I don't understand what you mean by 'setting the input by the context'.
As far as allowing the serializer to have a destination semantic in the
sitemap, I'd be against it because I see it more harmful than useful.
I do agree that serializers should not be connected only to the servlet
output stream, but this is not a concern of the pipeline itself, but of
who assembles the pipeline... and, IMO, the flow logic is what is
closest to that that we have today.
> This would also make it possible to introduce a writable as well as
> readable Cocoon pseudo protocol, that would be a good way to export
> functionality from blocks.
I agree that a writeable cocoon: protocol is required, expecially for
blocks, but this doesn't mean we have to change the sitemap semantics
for that.
> There are of course many open questions, e.g. how to implement those
> ideas without introducing to much back incompability.
The best idea is to avoid changing what it doesn't require changes and
work to minimize architectural changes from that point on.
But enough for now.
And thanks for keeping up with the input-oriented discussions :-)
--
Stefano Mazzocchi <st...@apache.org>
--------------------------------------------------------------------
---------------------------------------------------------------------
To unsubscribe, e-mail: cocoon-dev-unsubscribe@xml.apache.org
For additional commands, email: cocoon-dev-help@xml.apache.org
Re: [RT] Input Pipelines (long)
Posted by Daniel Fagerstrom <da...@nada.kth.se>.
Nicola Ken Barozzi wrote:
>
> Daniel Fagerstrom wrote:
> [...]
>
> Cocoon is symmetric, if you see it as it really is, a system that
> transforms a Request in a Response.
>
> The problem arises in the way we have defined the request and the
> response: The Request is a URL, the response is a Stream.
>
> So actually Cocoon transforms URIs in a stream.
>
> The sitemap is the system that demultiplexes URIs by associating them
> with actual source of the data. This makes cocoon richer than a system
> that just hands an entity to transform: Cocoon uses indirect references
> (URLs) instead.
>
> The Stream as an input is a specialization, so I can say in the request
> to get stuff from the stream.
>
> More on this later.
>
>> In a sitemap an input pipeline could be used e.g. for implementing a
>> web service:
>>
>> <match pattern="myservice">
>> <generate type="xml">
>> <parameter name="scheme" value="myInputFormat.scm"/>
>> </generate>
>> <transform type="xsl" src="myInputFormat2MyStorageFormat.xsl"/>
>> <serialize type="dom-session" non-terminating="true">
>> <parameter name="dom-name" value="input"/>
>> </serialize>
>> <select type="pipeline-state">
>> <when test="success">
>> <act type="my-business-logic"/>
>> <generate type="xsp" src="collectTheResult.xsp"/>
>> <serialize type="xml"/>
>> </when>
>> <when test="non-valid">
>> <!-- produce an error document -->
>> </when>
>> </select>
>> </match>
>
>
> What you correctly point out, is that the Generation phase not get the
> source, but just transform it to SAX.
<snip/>
> But IMHO this has a deficiency of fixing the source from the input.

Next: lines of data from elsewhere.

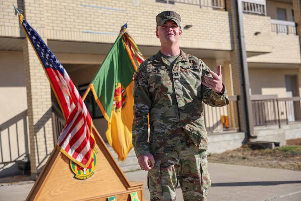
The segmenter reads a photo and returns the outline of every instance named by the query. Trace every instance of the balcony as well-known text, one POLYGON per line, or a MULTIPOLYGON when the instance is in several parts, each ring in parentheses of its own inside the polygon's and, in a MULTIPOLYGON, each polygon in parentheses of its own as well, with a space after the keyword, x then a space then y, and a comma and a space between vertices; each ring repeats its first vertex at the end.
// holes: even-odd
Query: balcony
POLYGON ((296 23, 294 22, 271 19, 271 25, 272 32, 277 33, 296 35, 296 23))
POLYGON ((199 6, 200 8, 206 7, 217 9, 224 9, 225 0, 156 0, 157 2, 174 4, 182 3, 199 6))
POLYGON ((244 13, 266 16, 265 0, 243 0, 242 3, 244 13))

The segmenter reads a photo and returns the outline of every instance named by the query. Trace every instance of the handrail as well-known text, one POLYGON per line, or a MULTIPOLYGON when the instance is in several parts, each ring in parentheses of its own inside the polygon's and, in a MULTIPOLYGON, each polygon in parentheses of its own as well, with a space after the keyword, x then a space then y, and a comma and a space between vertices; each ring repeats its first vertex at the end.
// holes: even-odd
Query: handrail
POLYGON ((295 22, 275 19, 271 19, 271 24, 291 27, 296 27, 296 24, 295 22))
POLYGON ((252 95, 251 100, 275 100, 278 98, 278 95, 252 95))

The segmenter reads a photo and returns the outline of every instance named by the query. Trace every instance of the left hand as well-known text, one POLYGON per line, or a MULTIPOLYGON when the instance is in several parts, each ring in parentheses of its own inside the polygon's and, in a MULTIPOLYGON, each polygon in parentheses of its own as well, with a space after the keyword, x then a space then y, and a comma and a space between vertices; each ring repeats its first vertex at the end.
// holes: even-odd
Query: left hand
POLYGON ((219 65, 217 67, 217 74, 210 71, 210 73, 213 78, 208 75, 204 76, 205 80, 203 84, 217 93, 220 93, 223 89, 223 84, 222 82, 222 67, 219 65))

My intension was that that when not using src attribute, the generator
should read the input stream.
> Think about having good Source Protocols.
>
> We could write:
>
> <match pattern="myservice">
> <generate type="xml" src="inputstream:myInputFormat.scm"/>
> ...
> </match>
>
> This can easily make all my Generators able to work with the new system
> right away.
This seem to be a better solution. Can please expand about why you put
the scheme in the inputstream: protocol.
>
>> Here we have first an input pipeline that reads and validates xml
>> input, transforms it to some appropriate format and store the result
>> as a dom-tree in a session attribute. A serializer normally means that
>> the pipeline should be executed and thereafter an exit from the
>> sitemap. I used the attribute non-terminating="true", to mark that
>> the input pipeline should be executed but that there is more to do in
>> the sitemap afterwards.
>
>
> Pipelines can already call one another.

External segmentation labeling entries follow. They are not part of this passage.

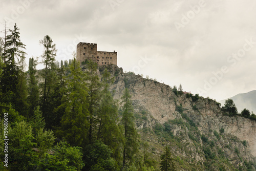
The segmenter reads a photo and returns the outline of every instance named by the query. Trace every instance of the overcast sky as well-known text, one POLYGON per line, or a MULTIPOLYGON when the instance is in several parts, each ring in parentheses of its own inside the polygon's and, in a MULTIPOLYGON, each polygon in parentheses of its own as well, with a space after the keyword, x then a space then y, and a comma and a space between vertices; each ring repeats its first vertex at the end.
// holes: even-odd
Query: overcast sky
POLYGON ((17 24, 27 61, 47 35, 59 61, 96 43, 117 52, 124 71, 220 100, 256 90, 255 9, 254 0, 1 0, 0 20, 17 24))

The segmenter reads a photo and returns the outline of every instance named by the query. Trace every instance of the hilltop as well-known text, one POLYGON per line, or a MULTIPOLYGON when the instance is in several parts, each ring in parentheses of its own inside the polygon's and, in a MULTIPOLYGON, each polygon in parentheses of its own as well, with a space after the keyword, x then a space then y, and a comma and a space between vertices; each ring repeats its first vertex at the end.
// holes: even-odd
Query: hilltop
POLYGON ((179 170, 255 170, 255 120, 229 116, 210 98, 176 95, 168 85, 116 66, 102 67, 115 76, 111 86, 114 98, 130 90, 137 127, 150 144, 151 158, 159 161, 168 145, 179 170))

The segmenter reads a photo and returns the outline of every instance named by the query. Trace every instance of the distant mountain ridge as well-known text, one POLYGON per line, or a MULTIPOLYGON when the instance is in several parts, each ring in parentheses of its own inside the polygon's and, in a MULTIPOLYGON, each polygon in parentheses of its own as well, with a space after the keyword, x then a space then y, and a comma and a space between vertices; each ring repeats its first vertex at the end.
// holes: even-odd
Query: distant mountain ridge
MULTIPOLYGON (((250 110, 251 112, 253 111, 254 114, 256 113, 256 90, 245 93, 240 93, 229 98, 233 100, 239 112, 246 108, 250 110)), ((224 105, 225 100, 226 99, 219 102, 224 105)))

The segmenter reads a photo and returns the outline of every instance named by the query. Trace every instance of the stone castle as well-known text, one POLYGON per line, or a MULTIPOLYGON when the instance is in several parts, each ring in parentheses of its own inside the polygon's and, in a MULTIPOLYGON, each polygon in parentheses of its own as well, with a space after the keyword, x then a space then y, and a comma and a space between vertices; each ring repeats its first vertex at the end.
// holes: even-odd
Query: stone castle
POLYGON ((98 63, 99 66, 114 64, 117 65, 117 53, 114 52, 97 51, 97 44, 80 42, 76 46, 76 59, 80 63, 86 59, 98 63))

> We add the serializer at the end, but it's basically skipped, thus
> making your pipeline example.
The idea is using two pipelines, executed in sequence, for processing a
post. First the input pipeline that is responsible for reading the input
data, trandform it to an appropriate format and store it, after that the
stored data can be used for the business logic that can be called from
an action, after the action an ordinary output pipeline is executed for
publishing the result of the business logic, for sending the next form
page etc.
In this scenario the serializer in the input pipeline is responsible for
storing the input data and can thus not be skipped. Furthermore as we
are going to execute two pipelines in sequence, the first serializer
must not mean an exit from the sitemap as it normally would do.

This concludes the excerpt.